Price: The Part You Have to Read Twice
This is where it pays to take off the marketing glasses.
- Free version: it exists, but it has a daily question limit that resets each day. Good enough to solve a one-off doubt. Not good enough to prep a major exam, a civil-service test or a final.
- Astra AI Plus (premium): around €24/mo, or €120/year if you pay annually.
Heads up
The con repeated most in the reviews: some paying users report hitting a "monthly limit" within premium itself and being asked to pay more for heavy use. The plan doesn't make entirely clear how limited it can be. Before subscribing, check carefully what your plan includes and test the free version thoroughly first.
At €24/mo, in three months of the school year you've already paid half the annual cost of a premium chatbot that works for everything, not just studying. Keep that in mind when deciding.
Honest Pros and Cons
Pros
- Method already built: upload notes and have a plan, flashcards and mock test in minutes.
- The timed mock tests with automatic grading are the best part of the app.
- A closed focus on studying = fewer distractions than a general chat.
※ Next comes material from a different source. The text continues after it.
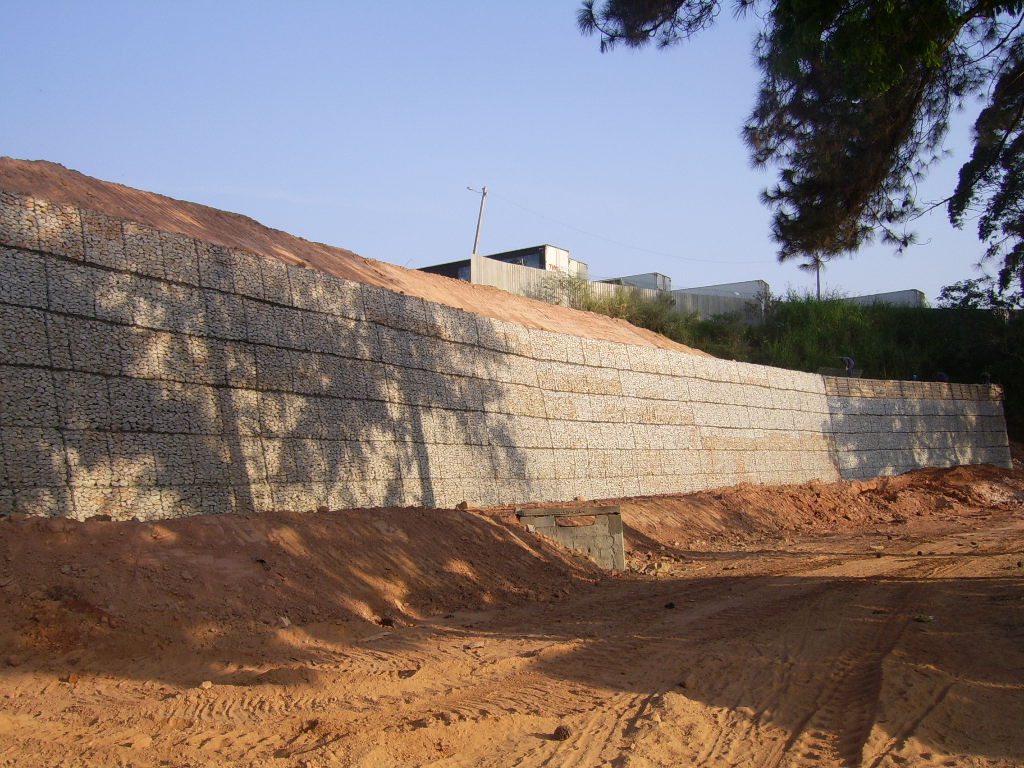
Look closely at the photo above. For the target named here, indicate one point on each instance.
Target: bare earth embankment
(864, 624)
- Covers many subjects and languages, and allows custom subjects.
- Genuinely cross-platform: iOS, Android and web.
Cons
- The free plan is very limited (few questions a day).
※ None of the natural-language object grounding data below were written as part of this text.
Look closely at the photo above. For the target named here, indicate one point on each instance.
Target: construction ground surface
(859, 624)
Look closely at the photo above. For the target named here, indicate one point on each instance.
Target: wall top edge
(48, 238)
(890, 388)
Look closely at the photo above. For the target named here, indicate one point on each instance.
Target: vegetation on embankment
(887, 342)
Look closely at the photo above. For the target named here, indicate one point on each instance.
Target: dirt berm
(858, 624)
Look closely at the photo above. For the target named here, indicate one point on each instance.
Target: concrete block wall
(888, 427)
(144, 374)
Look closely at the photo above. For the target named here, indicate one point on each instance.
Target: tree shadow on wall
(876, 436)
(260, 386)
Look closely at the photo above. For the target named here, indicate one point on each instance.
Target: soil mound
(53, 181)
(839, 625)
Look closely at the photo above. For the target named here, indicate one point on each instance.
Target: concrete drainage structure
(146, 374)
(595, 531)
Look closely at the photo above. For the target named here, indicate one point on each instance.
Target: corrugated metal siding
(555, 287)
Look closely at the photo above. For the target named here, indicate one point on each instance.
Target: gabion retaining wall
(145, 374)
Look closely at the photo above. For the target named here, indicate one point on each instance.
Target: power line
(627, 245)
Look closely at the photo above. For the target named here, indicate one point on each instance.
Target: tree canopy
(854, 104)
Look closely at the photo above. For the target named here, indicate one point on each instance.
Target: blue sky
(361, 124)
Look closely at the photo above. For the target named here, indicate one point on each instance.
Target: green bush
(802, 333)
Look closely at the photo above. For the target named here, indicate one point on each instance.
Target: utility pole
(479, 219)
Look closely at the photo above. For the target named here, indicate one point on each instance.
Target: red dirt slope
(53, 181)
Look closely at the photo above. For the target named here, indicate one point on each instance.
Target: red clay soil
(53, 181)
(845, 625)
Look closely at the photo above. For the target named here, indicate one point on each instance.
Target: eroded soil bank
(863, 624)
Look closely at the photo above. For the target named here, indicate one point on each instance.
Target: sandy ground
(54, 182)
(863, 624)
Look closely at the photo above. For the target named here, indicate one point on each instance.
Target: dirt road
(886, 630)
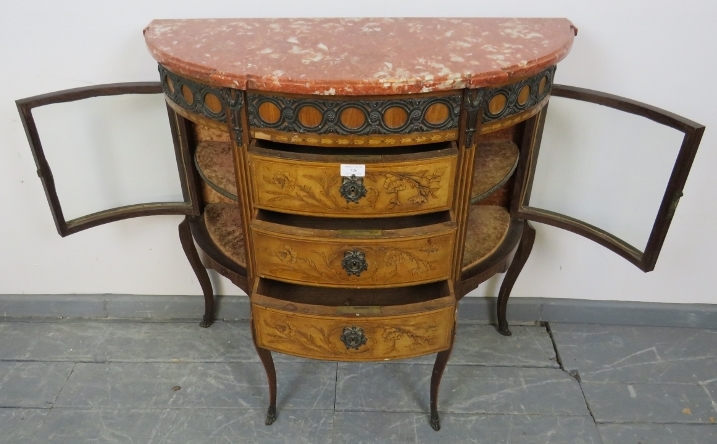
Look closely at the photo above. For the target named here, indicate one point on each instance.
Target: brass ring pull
(353, 337)
(354, 262)
(352, 188)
- €24/mo is expensive for a single-use tool.
- Reports of a 'monthly limit' even when paying premium.
- At advanced university level many find it weak or repetitive.
- Quizzes that repeat and a syllabus that isn't always split well by topic.
Who It's For, Who It Isn't
It fits you if: you're in secondary or high school, prepping a civil-service exam or a fixed-syllabus certification, and you want someone to organize your review without thinking about the method. The upload notes → timed mock test combo is gold for that profile.
It doesn't fit you if: you're in a degree with advanced or highly specialized subjects (where Astra usually falls short), if you already handle ChatGPT or Claude well for studying, or if budget rules. In those cases you're paying €24/mo for something you can solve for free with more manual work.
The Blackdark recommendation: try the free version with your real material —not a toy example— before dropping a euro. If after two or three mock tests you feel it matches your syllabus, pay. If the questions feel generic or repeated, skip it.
Alternatives Worth Considering
Before subscribing, look at the rest of the board:
- ChatGPT or Claude — more powerful and flexible, free in their base version. You build the method, but there's no app that adapts better to any subject or level. If the latter interests you, we have a guide to getting started with Claude.
- Anki — the king of flashcards with spaced repetition. Free (except on iOS), steeper learning curve, but unbeatable for long-term memorization.
- Quizlet / Notion AI — halfway there: cards and quizzes with some AI, decent free plans.
- Free training — if your thing is learning the topic from scratch rather than memorizing it, take a look at our roundup of free AI courses.
Verdict
Astra AI does one thing well: turning your notes into a review system with mock tests, without you having to think about the method. For the high school student or exam candidate who wants a ready-made structure, it's a solid tool and worth what it asks.
But it's not magic and it doesn't replace studying. The free plan falls short on purpose, premium is expensive for a single use, and the reports of hidden limits inside premium force you to read the fine print. Try it free, measure it against your real syllabus, and only then decide whether those €24 a month save you more time than they cost. If the answer isn't a clear yes, a free general chatbot will take you just as far.